Management of Change Conference Emphasizes 'Hacking Culture Through Change'

Feast on more news and notes from the Management of Change conference.

This year’s recently completed Management of Change conference in Cambridge, Md., set an attendance record, with more than 500 government and industry officials discussing ways to bring innovation to government.

Below are news and notes from the conference, which focused on “Hacking Culture Through Change.”

  • Continuous delivery of services was a major topic of interest. Mark Schwartz, CIO of the Department of Homeland Security’s U.S. Citizenship and Immigration Services, said his department has reduced the time it takes to complete some tasks from eight months to minutes. “For simple things — like changing parts of a website — we automated as many of the controls as we could and took out a number of the oversight layers that dragged the process down.”

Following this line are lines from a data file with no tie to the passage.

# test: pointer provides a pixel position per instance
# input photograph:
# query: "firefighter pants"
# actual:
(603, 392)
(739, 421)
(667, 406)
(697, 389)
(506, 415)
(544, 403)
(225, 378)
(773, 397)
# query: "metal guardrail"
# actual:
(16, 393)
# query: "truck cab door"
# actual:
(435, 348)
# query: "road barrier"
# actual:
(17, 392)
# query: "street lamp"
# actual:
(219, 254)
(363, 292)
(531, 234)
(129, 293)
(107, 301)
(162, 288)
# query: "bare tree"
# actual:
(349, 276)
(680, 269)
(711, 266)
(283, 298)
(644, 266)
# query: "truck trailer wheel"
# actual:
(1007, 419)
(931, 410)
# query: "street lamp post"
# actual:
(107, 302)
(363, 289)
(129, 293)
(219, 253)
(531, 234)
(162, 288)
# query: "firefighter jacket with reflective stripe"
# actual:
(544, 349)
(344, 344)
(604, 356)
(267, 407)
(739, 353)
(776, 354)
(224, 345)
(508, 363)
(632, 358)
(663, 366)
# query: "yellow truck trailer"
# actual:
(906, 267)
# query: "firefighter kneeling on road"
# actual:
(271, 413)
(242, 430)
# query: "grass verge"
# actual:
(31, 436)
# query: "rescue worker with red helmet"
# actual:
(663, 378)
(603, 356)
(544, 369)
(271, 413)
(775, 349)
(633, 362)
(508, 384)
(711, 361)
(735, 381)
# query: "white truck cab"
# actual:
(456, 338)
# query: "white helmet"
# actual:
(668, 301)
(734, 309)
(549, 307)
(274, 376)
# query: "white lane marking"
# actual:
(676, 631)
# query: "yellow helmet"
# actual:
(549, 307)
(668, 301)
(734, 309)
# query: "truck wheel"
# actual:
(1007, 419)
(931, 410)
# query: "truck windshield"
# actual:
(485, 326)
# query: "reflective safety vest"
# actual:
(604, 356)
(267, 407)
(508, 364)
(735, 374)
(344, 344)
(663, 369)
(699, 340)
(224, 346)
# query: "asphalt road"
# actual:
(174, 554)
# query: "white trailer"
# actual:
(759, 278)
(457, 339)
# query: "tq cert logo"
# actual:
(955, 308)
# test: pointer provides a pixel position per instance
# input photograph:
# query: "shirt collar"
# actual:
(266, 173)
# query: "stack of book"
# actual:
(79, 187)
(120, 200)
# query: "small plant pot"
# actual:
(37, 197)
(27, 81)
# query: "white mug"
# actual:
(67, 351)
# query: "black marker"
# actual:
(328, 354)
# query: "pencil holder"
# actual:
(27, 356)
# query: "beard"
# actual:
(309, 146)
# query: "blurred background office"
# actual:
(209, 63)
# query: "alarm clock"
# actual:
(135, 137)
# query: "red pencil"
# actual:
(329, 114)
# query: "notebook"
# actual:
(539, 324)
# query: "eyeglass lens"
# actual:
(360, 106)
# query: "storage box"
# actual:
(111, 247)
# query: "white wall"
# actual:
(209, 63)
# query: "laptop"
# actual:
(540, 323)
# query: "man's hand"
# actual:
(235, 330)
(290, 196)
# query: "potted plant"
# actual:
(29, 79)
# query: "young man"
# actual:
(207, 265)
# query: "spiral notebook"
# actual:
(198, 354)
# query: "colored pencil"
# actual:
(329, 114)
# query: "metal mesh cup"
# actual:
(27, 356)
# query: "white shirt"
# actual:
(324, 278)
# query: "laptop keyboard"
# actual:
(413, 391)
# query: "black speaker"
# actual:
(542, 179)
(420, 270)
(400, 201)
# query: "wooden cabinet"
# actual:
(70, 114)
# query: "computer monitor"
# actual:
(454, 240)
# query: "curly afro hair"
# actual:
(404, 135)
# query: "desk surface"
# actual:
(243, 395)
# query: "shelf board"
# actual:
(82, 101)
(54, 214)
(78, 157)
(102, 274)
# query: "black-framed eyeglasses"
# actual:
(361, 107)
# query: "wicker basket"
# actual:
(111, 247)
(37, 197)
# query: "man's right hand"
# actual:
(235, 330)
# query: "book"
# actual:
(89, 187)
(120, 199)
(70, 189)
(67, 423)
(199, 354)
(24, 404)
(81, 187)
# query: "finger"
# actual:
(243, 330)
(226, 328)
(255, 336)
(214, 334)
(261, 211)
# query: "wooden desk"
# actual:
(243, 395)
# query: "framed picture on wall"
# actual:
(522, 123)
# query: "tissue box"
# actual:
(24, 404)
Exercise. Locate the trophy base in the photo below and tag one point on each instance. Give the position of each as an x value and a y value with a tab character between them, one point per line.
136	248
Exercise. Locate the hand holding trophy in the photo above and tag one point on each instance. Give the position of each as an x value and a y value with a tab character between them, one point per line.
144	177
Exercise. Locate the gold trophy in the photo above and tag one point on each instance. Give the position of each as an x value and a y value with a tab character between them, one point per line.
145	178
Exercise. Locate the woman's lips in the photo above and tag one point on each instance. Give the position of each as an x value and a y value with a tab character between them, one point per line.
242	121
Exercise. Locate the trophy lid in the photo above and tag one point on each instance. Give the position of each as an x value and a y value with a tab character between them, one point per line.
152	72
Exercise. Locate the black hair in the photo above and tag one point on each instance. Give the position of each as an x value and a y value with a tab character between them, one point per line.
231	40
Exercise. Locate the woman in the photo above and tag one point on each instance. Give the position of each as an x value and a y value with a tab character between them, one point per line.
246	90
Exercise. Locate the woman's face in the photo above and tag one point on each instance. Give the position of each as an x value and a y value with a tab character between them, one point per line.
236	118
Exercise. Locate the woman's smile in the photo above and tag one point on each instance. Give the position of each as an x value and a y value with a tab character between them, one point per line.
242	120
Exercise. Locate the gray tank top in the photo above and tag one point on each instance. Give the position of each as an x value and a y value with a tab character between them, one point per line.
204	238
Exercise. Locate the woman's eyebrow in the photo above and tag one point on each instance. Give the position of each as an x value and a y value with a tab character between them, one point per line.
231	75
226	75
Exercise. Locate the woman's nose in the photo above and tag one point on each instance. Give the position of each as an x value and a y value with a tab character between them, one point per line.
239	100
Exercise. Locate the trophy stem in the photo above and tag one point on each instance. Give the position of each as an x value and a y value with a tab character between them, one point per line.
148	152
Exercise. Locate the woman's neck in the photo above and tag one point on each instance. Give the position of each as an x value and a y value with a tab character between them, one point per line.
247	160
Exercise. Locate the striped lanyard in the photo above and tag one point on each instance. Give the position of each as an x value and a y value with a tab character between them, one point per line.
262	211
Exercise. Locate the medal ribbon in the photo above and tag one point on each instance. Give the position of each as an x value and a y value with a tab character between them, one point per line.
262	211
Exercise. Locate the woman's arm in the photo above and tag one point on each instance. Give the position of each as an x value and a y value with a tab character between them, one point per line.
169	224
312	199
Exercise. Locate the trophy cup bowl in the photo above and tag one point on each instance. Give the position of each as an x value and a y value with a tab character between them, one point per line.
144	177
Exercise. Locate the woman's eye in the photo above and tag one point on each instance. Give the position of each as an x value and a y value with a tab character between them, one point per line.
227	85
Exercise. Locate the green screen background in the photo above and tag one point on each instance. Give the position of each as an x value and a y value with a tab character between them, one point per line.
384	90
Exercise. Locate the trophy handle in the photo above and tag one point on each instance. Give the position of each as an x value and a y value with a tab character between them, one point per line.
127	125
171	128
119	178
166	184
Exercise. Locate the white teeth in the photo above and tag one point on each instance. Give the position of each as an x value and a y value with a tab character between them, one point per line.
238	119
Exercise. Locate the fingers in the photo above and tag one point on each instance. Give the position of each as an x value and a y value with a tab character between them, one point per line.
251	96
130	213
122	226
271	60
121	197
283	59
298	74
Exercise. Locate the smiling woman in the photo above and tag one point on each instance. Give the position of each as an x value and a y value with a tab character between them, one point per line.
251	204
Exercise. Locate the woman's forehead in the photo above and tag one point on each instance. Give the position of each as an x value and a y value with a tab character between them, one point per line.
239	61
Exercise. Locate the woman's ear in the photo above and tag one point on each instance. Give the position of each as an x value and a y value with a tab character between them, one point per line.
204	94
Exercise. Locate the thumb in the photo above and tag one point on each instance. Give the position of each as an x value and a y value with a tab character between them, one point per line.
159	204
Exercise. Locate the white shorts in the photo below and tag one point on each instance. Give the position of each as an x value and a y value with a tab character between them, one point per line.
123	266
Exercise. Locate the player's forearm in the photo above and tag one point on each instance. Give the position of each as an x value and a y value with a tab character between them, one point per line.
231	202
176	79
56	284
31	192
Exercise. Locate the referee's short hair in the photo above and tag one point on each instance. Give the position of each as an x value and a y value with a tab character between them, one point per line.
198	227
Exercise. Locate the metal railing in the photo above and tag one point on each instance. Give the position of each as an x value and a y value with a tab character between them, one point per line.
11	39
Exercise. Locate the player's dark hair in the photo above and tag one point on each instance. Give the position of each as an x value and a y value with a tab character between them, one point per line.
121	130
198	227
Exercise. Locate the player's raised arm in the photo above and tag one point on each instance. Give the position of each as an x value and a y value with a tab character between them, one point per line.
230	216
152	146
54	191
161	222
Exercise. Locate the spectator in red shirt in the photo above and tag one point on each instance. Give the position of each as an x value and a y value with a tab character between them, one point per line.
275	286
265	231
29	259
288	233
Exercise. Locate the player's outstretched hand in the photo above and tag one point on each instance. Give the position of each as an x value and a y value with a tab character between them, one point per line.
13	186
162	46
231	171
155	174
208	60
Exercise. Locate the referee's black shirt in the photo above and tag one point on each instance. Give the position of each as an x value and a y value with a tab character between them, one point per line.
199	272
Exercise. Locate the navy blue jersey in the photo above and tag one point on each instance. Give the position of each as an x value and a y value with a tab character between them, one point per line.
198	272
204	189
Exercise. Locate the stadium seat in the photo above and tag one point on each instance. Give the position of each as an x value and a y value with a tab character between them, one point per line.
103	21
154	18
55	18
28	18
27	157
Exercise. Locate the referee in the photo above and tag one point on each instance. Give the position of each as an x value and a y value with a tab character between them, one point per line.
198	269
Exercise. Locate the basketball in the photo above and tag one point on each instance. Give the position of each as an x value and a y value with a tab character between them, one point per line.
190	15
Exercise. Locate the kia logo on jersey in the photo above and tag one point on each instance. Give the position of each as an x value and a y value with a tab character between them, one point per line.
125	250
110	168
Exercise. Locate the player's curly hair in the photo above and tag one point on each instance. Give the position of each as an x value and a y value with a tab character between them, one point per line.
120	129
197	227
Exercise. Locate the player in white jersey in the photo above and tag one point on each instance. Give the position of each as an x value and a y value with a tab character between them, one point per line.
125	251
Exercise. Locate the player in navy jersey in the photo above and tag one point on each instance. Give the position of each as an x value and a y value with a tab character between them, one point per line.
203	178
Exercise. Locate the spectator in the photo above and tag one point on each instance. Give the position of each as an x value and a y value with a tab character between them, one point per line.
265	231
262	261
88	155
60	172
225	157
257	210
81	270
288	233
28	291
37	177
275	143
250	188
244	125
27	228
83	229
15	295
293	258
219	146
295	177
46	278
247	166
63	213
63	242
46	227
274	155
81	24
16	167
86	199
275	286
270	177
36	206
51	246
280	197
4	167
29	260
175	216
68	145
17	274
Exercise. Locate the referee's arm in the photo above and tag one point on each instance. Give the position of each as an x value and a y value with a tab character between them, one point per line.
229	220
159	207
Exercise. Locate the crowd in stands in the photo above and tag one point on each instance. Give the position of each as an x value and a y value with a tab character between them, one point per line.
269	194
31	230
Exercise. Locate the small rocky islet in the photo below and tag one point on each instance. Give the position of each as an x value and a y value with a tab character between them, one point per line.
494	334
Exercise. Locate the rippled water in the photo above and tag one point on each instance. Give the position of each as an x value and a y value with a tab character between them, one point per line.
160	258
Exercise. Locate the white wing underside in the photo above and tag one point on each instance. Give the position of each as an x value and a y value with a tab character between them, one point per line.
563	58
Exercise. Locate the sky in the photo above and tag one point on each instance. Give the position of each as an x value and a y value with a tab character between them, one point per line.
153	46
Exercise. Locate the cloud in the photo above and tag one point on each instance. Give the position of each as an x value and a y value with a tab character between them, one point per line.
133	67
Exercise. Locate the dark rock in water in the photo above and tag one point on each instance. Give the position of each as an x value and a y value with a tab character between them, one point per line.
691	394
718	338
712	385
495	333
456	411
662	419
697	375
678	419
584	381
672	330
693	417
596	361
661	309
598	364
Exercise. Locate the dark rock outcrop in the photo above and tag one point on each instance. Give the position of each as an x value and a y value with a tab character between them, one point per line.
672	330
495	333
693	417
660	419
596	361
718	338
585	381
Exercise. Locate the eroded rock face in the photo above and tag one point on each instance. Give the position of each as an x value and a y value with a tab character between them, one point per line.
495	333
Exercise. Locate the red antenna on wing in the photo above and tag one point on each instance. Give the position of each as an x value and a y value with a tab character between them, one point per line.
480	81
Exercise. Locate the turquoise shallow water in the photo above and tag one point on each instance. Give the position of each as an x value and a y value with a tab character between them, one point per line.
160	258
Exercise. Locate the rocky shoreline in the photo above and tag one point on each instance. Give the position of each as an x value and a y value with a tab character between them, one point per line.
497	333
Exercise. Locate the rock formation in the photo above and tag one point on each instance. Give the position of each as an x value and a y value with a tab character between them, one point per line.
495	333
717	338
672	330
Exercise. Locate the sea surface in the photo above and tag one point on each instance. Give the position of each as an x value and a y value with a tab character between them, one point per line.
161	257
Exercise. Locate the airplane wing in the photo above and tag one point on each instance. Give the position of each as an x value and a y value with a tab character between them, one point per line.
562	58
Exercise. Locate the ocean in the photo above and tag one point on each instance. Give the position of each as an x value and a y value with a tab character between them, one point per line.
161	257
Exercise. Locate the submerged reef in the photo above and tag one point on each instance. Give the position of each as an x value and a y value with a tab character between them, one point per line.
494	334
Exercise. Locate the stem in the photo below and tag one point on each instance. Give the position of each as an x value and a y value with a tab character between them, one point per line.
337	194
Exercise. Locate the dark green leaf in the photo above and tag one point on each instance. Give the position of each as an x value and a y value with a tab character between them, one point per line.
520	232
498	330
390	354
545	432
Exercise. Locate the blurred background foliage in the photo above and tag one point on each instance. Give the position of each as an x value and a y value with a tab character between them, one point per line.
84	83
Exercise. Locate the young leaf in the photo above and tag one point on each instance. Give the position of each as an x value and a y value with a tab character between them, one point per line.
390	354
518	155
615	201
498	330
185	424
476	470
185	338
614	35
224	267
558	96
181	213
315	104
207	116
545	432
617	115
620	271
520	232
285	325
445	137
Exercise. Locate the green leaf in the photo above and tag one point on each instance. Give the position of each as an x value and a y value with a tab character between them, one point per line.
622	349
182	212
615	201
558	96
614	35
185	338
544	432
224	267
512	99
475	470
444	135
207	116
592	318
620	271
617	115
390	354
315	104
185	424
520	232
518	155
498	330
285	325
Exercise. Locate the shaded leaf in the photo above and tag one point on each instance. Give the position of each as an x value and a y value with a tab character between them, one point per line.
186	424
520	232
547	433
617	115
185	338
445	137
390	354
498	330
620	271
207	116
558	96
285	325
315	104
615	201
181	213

  • Social media — specifically, Twitter — has become the State Department’s initial source of news during a global event, said Corina DuBois, the chief of new media for the State Department’s Bureau of Consular Affairs. In those cases (for instance, during the recent earthquakes in Nepal), the State Department can begin preparing its response or finding ways to point people to the information they may need.

  • Different people view the same data in different ways, said Fawn Freeman, director of the Mission Investment Solutions Division at the Environmental Protection Agency. For example, a father taking his son fishing might not care much about the weather because he’s just looking to spend a fun day with his son. A commercial fisherman in the same area, on the other hand, might care much more, as small changes in the weather could make a big change in his haul for the day.

  • Contests and challenges have become more popular in government, but they come with an internal cost. A recent NASA space apps challenge brought in more than a 1,000 responses, of which only about 400 have been reviewed so far. “This information is great, but finding which ones are valid and then taking them to the part of NASA that can do something with it has its own set of challenges too,” said Beth Beck, manager of NASA’s open innovation program in the Office of the CIO.

  • ACT-IAC, the nonprofit organization that runs the Management of Change conference, celebrated the graduation of its Voyagers program on Monday. The program trains rising stars in government to be future leaders.

  • Jeff Johnson, the FBI’s chief technology officer, said he would like for contractors to have a closer working relationship with government, bringing them further inside the walls for a more collaborative process. Part of that, he says, is that when programs fail, it’s government that tends to shoulder the blame — and get the headlines in The Washington Post, he says — while the contractor largely goes unnoticed. “They need to be partners, not just a prime contractor,” Johnson said. “It will bring greater accountability.”

  • Martha Dorris, director of strategic programs at the General Services Administration’s Office of Integrated Technology Solutions, was honored with the 2015 John J. Franke Award. Given by ACT-IAC, the award recognizes a government employee who has made extraordinary and long-term contributions to creating a more effective, innovative and responsive government.